星みたいな恋をしよう
絆がまだ体を震わせながら強く閉じられた目を開けると、のんびりとサラダを食べている一と目が合う。刹那、一は馬鹿にしたようにフッと笑った。姉が殴られたというのに何で笑うんだとまた怒りが込み上げてくるものの、口にすればまたきっと殴られるだろうと思い、言葉を必死で殺す。

絆がこの村が大嫌いなのは、この父親のせいである。
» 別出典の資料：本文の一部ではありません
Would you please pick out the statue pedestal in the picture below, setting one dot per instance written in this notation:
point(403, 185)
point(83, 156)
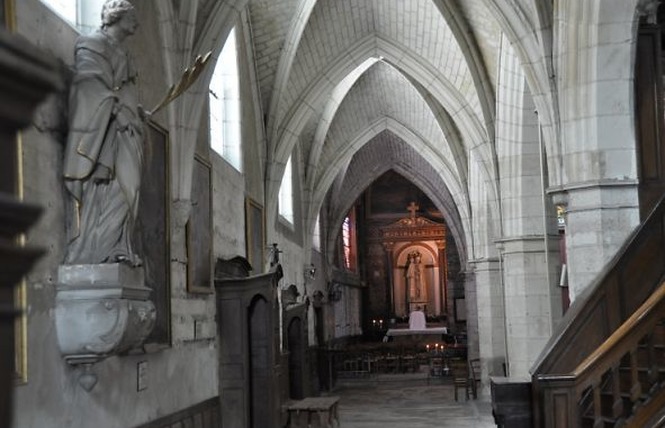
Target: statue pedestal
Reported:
point(101, 310)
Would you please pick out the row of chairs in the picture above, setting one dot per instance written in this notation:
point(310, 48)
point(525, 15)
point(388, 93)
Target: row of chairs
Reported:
point(468, 380)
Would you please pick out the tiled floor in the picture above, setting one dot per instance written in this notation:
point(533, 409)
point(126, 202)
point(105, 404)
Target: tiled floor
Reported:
point(399, 401)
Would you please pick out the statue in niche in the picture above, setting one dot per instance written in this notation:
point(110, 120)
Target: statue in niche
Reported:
point(104, 152)
point(415, 278)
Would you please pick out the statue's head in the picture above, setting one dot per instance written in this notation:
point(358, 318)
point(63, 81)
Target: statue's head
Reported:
point(114, 10)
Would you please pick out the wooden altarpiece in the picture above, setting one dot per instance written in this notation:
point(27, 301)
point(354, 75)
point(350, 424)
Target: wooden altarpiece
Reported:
point(414, 229)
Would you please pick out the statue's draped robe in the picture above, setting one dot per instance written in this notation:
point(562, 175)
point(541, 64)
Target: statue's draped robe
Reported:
point(104, 154)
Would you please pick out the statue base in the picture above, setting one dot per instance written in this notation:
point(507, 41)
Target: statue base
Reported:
point(101, 310)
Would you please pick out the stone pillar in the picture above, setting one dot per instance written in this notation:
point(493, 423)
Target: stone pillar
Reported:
point(599, 218)
point(388, 247)
point(443, 275)
point(532, 298)
point(491, 331)
point(469, 279)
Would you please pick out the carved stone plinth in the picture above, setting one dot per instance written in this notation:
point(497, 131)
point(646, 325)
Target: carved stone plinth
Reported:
point(101, 310)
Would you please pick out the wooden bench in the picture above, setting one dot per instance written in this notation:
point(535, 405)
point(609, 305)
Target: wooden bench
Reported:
point(314, 412)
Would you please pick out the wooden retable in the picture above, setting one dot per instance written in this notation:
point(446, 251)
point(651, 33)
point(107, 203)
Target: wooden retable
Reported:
point(314, 412)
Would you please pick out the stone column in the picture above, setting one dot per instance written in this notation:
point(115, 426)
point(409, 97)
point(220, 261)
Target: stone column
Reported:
point(443, 275)
point(532, 298)
point(490, 314)
point(390, 299)
point(598, 221)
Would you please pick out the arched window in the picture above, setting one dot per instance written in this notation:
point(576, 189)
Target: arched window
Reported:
point(84, 15)
point(225, 105)
point(316, 236)
point(286, 194)
point(349, 240)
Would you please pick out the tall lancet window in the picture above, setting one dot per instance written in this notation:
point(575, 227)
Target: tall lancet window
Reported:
point(225, 105)
point(316, 236)
point(286, 194)
point(85, 15)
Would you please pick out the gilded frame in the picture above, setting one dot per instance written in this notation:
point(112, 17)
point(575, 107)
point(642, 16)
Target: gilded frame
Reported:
point(20, 291)
point(9, 14)
point(198, 230)
point(254, 234)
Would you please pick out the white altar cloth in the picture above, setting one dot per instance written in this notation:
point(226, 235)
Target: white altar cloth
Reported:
point(409, 332)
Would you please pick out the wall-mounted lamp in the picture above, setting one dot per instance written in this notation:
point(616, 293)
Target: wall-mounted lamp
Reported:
point(310, 272)
point(335, 292)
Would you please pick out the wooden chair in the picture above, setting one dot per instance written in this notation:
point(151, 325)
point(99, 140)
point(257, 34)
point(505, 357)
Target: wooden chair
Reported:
point(474, 376)
point(461, 380)
point(435, 368)
point(467, 379)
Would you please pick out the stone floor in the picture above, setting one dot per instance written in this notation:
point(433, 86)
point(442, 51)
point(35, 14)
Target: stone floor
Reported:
point(399, 401)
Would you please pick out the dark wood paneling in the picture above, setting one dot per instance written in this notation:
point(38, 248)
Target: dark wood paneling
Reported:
point(203, 415)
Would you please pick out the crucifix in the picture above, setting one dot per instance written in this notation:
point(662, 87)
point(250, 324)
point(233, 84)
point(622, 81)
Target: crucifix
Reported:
point(412, 208)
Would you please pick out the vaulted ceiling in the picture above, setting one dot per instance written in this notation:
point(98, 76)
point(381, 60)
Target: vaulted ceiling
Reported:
point(337, 75)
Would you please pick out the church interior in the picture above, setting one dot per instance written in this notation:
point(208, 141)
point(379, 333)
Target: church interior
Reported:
point(218, 212)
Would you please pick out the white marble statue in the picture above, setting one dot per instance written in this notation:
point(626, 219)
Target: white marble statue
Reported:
point(104, 152)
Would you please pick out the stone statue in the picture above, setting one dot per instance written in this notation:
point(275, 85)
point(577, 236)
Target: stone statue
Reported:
point(104, 152)
point(415, 278)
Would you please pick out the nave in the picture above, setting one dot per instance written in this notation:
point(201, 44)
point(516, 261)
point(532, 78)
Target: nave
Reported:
point(406, 400)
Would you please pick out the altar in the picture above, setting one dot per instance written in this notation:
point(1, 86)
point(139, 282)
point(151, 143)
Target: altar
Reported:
point(417, 335)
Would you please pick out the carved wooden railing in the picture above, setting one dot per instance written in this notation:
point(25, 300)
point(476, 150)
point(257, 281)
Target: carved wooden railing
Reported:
point(619, 383)
point(601, 343)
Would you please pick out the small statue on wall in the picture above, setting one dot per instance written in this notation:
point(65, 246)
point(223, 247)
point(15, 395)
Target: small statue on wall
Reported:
point(104, 152)
point(415, 278)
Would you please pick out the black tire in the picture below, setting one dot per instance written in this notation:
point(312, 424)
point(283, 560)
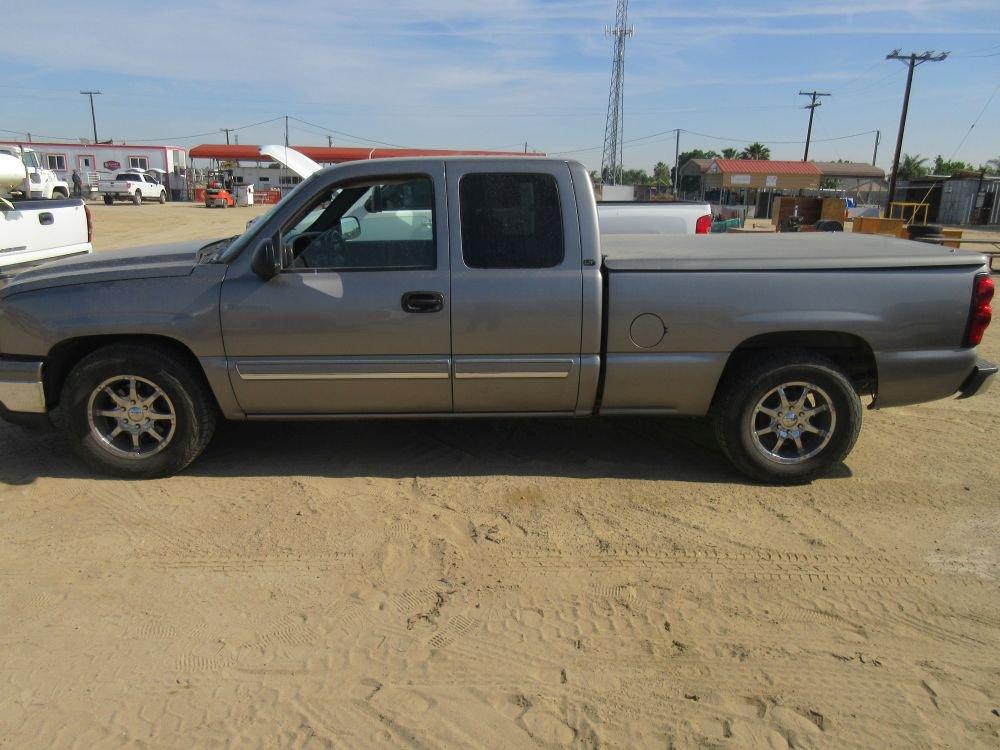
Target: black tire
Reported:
point(189, 398)
point(828, 225)
point(735, 416)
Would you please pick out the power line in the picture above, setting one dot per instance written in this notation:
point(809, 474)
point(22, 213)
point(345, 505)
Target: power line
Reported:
point(93, 117)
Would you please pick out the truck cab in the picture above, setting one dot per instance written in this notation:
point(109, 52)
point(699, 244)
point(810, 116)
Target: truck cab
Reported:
point(40, 182)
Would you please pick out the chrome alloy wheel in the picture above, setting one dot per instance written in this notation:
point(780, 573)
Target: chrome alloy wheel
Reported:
point(131, 417)
point(793, 422)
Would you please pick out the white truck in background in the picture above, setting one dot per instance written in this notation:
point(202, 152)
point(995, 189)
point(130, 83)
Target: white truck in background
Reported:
point(38, 182)
point(33, 232)
point(133, 186)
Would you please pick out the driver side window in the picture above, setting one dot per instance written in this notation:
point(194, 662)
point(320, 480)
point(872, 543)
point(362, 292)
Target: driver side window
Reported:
point(371, 225)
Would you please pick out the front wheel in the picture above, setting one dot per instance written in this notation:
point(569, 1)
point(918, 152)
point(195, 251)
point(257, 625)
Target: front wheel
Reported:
point(787, 418)
point(136, 411)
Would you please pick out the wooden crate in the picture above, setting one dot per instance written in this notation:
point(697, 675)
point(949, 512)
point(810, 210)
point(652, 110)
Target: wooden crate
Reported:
point(877, 225)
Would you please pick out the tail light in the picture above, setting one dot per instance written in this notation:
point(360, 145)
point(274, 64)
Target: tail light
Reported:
point(982, 312)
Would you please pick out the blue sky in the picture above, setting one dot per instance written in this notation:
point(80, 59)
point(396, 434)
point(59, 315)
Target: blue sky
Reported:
point(494, 74)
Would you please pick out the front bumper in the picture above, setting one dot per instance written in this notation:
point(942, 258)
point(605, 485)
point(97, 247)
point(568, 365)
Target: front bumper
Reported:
point(979, 380)
point(21, 387)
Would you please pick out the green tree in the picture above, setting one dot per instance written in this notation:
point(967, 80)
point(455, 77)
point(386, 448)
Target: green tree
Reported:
point(756, 151)
point(662, 173)
point(944, 167)
point(912, 166)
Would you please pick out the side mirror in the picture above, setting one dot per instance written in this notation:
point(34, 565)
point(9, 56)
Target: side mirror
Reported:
point(350, 228)
point(266, 261)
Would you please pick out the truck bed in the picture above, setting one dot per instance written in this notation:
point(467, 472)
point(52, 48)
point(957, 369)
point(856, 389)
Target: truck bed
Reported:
point(806, 251)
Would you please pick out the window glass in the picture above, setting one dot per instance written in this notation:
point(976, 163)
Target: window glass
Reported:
point(367, 226)
point(511, 221)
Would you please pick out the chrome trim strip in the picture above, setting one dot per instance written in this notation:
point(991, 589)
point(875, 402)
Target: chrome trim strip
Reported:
point(343, 376)
point(486, 375)
point(23, 397)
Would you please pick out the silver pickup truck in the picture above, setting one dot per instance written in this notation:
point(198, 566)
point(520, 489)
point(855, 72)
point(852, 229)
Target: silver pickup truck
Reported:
point(500, 301)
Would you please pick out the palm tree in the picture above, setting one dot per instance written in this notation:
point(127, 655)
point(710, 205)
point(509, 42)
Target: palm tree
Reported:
point(756, 151)
point(911, 166)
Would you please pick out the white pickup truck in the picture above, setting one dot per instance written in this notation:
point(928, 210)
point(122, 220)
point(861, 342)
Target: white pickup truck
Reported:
point(37, 181)
point(32, 232)
point(133, 186)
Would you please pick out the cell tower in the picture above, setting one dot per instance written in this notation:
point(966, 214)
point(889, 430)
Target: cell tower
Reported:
point(611, 159)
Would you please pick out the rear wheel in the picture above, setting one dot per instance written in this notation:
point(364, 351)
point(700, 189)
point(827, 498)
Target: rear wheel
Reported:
point(136, 411)
point(787, 418)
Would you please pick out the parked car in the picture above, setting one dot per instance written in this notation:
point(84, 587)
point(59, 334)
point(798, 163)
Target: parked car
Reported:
point(38, 182)
point(502, 306)
point(33, 232)
point(133, 186)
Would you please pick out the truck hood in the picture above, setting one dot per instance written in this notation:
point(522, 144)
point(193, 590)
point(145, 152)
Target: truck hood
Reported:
point(299, 163)
point(176, 259)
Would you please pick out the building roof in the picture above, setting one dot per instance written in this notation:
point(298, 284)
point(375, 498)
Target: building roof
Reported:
point(764, 166)
point(840, 169)
point(325, 154)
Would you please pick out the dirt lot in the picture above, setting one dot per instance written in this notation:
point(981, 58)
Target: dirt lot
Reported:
point(501, 584)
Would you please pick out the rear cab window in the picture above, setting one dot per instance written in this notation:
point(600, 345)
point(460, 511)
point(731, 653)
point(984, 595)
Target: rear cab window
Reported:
point(511, 220)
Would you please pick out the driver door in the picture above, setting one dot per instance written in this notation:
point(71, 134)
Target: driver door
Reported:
point(360, 322)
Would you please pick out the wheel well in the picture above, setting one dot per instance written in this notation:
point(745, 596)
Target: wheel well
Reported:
point(65, 355)
point(850, 353)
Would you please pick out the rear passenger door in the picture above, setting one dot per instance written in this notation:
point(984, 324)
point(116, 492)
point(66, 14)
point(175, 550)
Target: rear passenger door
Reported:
point(517, 287)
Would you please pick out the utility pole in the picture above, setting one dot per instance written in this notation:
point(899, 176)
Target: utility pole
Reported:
point(814, 95)
point(613, 153)
point(677, 162)
point(93, 118)
point(912, 61)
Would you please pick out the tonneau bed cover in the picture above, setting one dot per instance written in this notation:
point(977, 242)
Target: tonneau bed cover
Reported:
point(791, 251)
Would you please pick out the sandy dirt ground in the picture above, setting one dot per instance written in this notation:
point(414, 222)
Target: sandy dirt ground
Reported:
point(609, 583)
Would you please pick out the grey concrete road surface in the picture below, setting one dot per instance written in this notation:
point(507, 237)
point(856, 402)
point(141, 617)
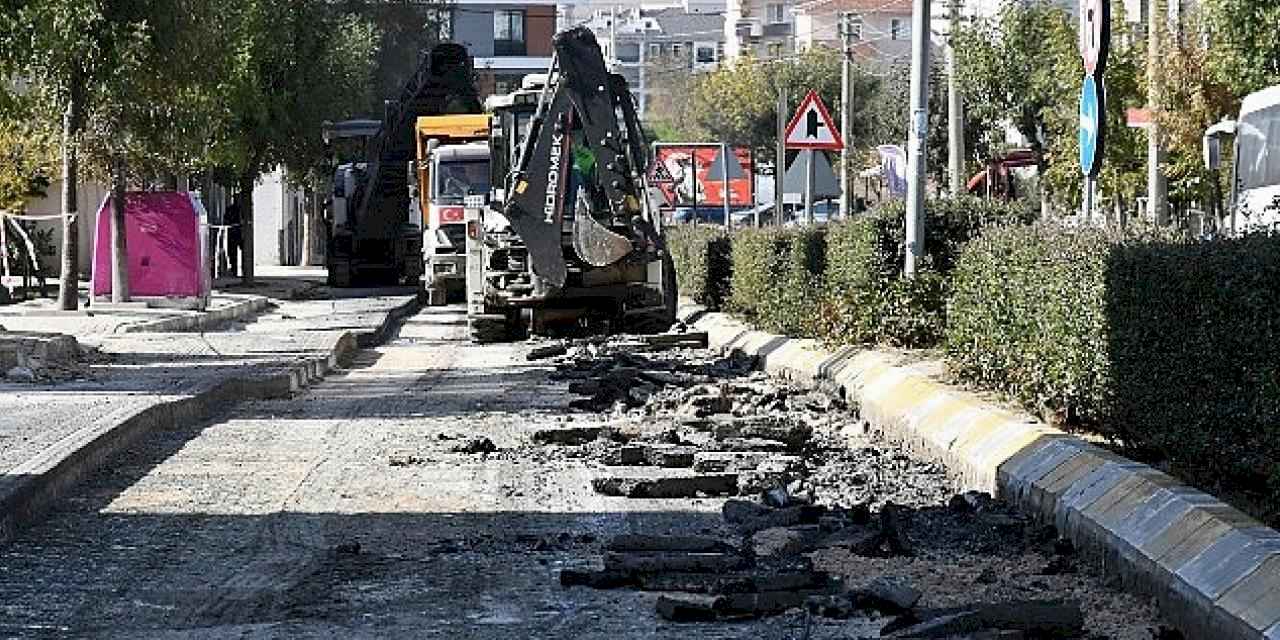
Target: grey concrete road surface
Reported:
point(346, 512)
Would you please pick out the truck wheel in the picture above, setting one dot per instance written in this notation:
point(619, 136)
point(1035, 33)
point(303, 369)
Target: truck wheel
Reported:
point(670, 289)
point(488, 328)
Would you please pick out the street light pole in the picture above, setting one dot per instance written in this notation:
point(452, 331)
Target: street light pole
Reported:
point(917, 136)
point(725, 192)
point(780, 167)
point(955, 109)
point(1156, 184)
point(846, 92)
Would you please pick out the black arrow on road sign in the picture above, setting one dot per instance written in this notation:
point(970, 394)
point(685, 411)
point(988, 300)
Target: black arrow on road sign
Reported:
point(813, 122)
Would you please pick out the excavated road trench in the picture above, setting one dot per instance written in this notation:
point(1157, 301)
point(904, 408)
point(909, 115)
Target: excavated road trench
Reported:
point(432, 490)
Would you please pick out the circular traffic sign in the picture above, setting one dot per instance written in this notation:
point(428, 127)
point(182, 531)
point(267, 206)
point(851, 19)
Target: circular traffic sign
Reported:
point(1095, 35)
point(1092, 123)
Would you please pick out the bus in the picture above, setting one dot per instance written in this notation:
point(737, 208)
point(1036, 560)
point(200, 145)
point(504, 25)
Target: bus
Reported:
point(1255, 199)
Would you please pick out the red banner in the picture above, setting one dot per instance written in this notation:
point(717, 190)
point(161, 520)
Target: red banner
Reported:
point(677, 165)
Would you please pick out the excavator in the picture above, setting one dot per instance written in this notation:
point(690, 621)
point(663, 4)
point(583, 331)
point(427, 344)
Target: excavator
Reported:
point(567, 234)
point(374, 237)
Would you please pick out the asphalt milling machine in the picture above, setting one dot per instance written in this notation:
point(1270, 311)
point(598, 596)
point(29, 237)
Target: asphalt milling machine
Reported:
point(567, 237)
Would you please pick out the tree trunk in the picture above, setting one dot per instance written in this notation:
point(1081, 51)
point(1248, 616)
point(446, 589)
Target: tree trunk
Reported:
point(68, 286)
point(119, 240)
point(311, 204)
point(246, 193)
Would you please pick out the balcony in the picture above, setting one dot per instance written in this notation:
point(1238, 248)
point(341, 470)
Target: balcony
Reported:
point(777, 30)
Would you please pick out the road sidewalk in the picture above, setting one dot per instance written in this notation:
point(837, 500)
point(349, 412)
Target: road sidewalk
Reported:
point(128, 383)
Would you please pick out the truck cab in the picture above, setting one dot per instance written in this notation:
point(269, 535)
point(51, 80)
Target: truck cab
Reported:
point(1255, 199)
point(452, 165)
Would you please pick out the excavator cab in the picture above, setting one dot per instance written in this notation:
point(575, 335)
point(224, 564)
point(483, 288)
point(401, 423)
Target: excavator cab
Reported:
point(568, 233)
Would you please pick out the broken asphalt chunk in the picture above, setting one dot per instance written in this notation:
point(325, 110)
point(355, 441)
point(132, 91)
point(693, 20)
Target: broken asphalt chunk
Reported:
point(597, 579)
point(667, 543)
point(679, 562)
point(547, 351)
point(1054, 618)
point(679, 487)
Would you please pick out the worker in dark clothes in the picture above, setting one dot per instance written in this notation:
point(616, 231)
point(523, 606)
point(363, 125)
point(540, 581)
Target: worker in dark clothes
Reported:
point(232, 220)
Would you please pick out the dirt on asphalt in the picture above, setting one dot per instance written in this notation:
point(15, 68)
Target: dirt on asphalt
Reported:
point(430, 490)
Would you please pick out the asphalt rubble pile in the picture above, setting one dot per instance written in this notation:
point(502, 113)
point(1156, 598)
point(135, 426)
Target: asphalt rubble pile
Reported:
point(684, 424)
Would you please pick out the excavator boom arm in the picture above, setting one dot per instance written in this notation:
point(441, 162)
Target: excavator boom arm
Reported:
point(577, 115)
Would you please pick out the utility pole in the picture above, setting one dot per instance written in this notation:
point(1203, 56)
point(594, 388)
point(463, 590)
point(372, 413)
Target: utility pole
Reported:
point(644, 69)
point(119, 233)
point(1157, 187)
point(780, 168)
point(808, 188)
point(918, 136)
point(613, 33)
point(725, 192)
point(955, 109)
point(846, 94)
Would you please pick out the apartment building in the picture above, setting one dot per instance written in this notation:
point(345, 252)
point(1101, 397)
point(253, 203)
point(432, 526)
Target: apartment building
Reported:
point(881, 28)
point(763, 28)
point(643, 44)
point(506, 40)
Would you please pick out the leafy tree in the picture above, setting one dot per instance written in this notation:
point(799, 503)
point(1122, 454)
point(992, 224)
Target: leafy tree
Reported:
point(118, 74)
point(1023, 69)
point(67, 50)
point(1246, 42)
point(293, 64)
point(1011, 68)
point(1196, 99)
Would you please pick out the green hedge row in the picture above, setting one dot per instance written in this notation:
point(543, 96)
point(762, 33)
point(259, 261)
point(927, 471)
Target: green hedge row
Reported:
point(776, 275)
point(865, 297)
point(1170, 347)
point(841, 283)
point(702, 257)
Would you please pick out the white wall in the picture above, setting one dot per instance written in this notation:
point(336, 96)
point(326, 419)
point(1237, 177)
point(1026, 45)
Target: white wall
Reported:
point(88, 200)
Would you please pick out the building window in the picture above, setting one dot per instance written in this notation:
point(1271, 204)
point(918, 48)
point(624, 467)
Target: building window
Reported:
point(504, 83)
point(776, 13)
point(855, 27)
point(442, 22)
point(508, 32)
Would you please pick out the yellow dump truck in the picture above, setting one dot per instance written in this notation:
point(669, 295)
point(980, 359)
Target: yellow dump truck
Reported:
point(451, 165)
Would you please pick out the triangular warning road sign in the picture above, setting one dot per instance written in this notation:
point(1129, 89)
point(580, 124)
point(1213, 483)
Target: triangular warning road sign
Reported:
point(812, 127)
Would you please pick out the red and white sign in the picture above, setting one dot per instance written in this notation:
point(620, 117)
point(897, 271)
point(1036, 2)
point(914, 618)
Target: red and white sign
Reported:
point(1095, 32)
point(812, 127)
point(1138, 118)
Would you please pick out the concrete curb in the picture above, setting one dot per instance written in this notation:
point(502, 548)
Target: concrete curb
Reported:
point(31, 489)
point(1214, 570)
point(383, 332)
point(200, 321)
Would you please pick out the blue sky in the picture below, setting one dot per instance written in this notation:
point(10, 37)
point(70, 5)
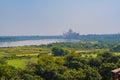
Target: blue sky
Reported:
point(53, 17)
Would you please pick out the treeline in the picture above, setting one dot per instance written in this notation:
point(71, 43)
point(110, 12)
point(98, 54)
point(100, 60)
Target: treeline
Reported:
point(113, 38)
point(71, 66)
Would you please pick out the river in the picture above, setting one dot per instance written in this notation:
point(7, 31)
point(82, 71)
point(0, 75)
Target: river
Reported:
point(33, 42)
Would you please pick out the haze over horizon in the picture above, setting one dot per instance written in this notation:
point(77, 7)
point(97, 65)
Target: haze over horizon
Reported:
point(53, 17)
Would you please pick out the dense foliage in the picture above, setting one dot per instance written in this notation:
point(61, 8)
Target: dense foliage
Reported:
point(61, 61)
勝は一言で表すのならば、この家の暴君だ。

この村はもう令和だというのに、未だに男尊女卑が根強く残っている。男性は働き、女性は結婚したら仕事を辞めて、家事と育児をするのがこの村では当たり前だ。そして、女性は男性をまるで王様のように扱い、従うように幼い頃から教えられる。

例えば、親戚がお盆やお正月に集まった時、女性は朝から晩までほとんど休むことなく料理を用意し、男性の酌をし、男性の食べた皿を片付けてなくてはならない。男性は手伝うこともなく、ゲームをしたり好きなように過ごせるのにだ。絆も何度も手伝わされてきた。それに少しでも反抗すると、「女の子は反抗しないの!」と叱られるのだ。